A complexa legislação ambiental, embora vasta, não preenche lacunas fundamentais (como a falta de regras claras para definição do órgão competente para o licenciamento ambiental), conferindo pouca sustentação legal aos projetos de desenvolvimento energético. Essa realidade não só causa conflitos entre empreendedor, Ministério Público, ONGs e entre os próprios órgãos públicos, como estimula uma excessiva judicialização do licenciamento ambiental. Até mesmo as normas que surgem para desburocratizar, como a que simplificou o licenciamento de empreendimentos de pequeno porte (Resolução CONAMA n. 279/01), resultam em ineficácia e insegurança aos envolvidos. Por sua vez, a duvidosa qualidade dos estudos técnicos contribuem pouco para suprir a falta de profissionais qualificados nos órgãos públicos. O resultado de tudo pode ser um procedimento caro, moroso, burocrático e – o pior de tudo – imprevisível, prejudicial aos interesses de empreendedores e do país.

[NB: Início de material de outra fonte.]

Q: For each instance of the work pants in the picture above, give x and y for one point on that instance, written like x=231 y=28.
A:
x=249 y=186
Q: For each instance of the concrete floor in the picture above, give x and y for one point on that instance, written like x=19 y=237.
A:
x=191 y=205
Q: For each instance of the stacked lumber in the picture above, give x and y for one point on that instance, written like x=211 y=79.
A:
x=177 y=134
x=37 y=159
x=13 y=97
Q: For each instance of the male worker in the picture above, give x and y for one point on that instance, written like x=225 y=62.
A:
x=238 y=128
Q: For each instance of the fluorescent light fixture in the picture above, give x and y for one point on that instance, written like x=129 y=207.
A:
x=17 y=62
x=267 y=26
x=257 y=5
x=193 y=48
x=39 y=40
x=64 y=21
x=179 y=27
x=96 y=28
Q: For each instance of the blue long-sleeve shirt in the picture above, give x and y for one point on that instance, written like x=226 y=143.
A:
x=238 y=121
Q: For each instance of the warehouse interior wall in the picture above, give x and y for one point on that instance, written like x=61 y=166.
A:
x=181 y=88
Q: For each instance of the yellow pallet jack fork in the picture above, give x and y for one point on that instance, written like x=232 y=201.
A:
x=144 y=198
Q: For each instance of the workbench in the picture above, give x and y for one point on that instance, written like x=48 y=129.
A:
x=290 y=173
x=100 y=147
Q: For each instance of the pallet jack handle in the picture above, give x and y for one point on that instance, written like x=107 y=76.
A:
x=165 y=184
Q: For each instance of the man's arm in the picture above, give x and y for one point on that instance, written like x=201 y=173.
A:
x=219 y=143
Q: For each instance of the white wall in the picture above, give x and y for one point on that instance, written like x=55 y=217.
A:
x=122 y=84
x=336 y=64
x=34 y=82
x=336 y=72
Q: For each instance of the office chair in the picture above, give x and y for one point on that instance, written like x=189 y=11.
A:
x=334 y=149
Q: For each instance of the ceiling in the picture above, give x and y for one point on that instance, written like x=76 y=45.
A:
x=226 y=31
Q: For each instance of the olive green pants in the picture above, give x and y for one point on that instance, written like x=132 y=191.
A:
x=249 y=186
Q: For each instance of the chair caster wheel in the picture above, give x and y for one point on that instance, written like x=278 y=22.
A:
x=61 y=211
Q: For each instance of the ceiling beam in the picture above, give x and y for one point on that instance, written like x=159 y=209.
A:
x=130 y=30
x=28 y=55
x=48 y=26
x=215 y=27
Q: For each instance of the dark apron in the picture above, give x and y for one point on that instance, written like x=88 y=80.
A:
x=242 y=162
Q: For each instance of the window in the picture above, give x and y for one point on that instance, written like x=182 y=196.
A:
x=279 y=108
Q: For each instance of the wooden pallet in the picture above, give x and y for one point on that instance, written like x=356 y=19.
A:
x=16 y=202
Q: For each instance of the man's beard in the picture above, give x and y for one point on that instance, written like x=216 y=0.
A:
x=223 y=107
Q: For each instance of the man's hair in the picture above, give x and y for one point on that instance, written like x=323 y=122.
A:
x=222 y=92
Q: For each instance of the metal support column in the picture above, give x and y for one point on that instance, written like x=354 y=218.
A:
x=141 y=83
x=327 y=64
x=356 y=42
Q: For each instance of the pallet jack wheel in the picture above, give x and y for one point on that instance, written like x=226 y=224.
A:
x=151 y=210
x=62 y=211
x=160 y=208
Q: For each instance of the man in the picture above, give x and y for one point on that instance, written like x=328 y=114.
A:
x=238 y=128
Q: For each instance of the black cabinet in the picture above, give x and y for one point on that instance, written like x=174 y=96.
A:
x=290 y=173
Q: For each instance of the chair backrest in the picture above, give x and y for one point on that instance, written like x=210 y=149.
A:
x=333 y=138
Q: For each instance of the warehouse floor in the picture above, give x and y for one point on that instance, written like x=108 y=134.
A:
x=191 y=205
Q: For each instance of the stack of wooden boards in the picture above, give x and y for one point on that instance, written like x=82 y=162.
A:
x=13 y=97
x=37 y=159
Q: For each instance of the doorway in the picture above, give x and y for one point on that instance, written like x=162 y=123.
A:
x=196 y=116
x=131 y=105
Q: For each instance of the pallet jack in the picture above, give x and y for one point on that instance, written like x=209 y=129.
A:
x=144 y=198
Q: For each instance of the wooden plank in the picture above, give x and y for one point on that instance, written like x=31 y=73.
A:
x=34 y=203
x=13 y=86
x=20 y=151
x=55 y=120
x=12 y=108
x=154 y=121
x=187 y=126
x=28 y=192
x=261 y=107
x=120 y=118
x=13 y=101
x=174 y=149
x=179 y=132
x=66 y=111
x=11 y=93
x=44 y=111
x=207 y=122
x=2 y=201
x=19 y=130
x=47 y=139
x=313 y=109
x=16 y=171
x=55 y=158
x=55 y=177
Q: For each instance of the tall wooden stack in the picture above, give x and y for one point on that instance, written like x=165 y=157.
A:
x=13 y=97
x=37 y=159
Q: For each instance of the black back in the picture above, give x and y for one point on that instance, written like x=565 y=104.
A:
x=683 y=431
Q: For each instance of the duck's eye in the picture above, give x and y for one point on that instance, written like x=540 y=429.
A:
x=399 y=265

O mercado, por sua vez, reflete essa realidade, mostrando-se, senão desconfiado, ao menos pouco confortável com os óbices impostos pelas leis ambientais à expansão das fontes alternativas. Isso fica claro, por exemplo, na avaliação realizada pelos analistas do Banco Santander, que entendem que um dos principais riscos para o investimento em uma empresa do setor eólico é a dificuldade de aquisição das licenças ambientais.

Por se tratar de um setor relativamente novo, ainda em desenvolvimento e consolidação, tanto em aspectos técnicos e de engenharia, como em sua regulação, é importante que o empreendedor considere a variável ambiental como um relevante fator estratégico. Essa variável deve ser considerada em todas as fases de um possível investimento, desde a definição da cidade e do imóvel onde será instalado o empreendimento, passando por toda a fase de licenciamento ambiental e obras de instalação, até a sua efetiva entrada em operação.

A estratégia na condução da variável ambiental e na relação com os stakeholders do licenciamento é indispensável para conferir segurança e previsibilidade ao empreendimento. Evita possíveis questionamentos judiciais, que podem paralisar obras e a atividade. Permite que as demandas de energia contratadas em projetos ainda em implantação sejam atendidas. Garante ao empreendedor a manutenção do cronograma do projeto e dos compromissos assumidos com terceiros. E, principalmente, assegura aos investidores retorno de seus investimentos. Dessa maneira, não ganha só quem empreende, mas também o país, que passa a ter energia garantida para seu desenvolvimento social e econômico. É uma opção técnica e confiável para superar esse paradoxo que são as barreiras ambientais à expansão das energias alternativas limpas.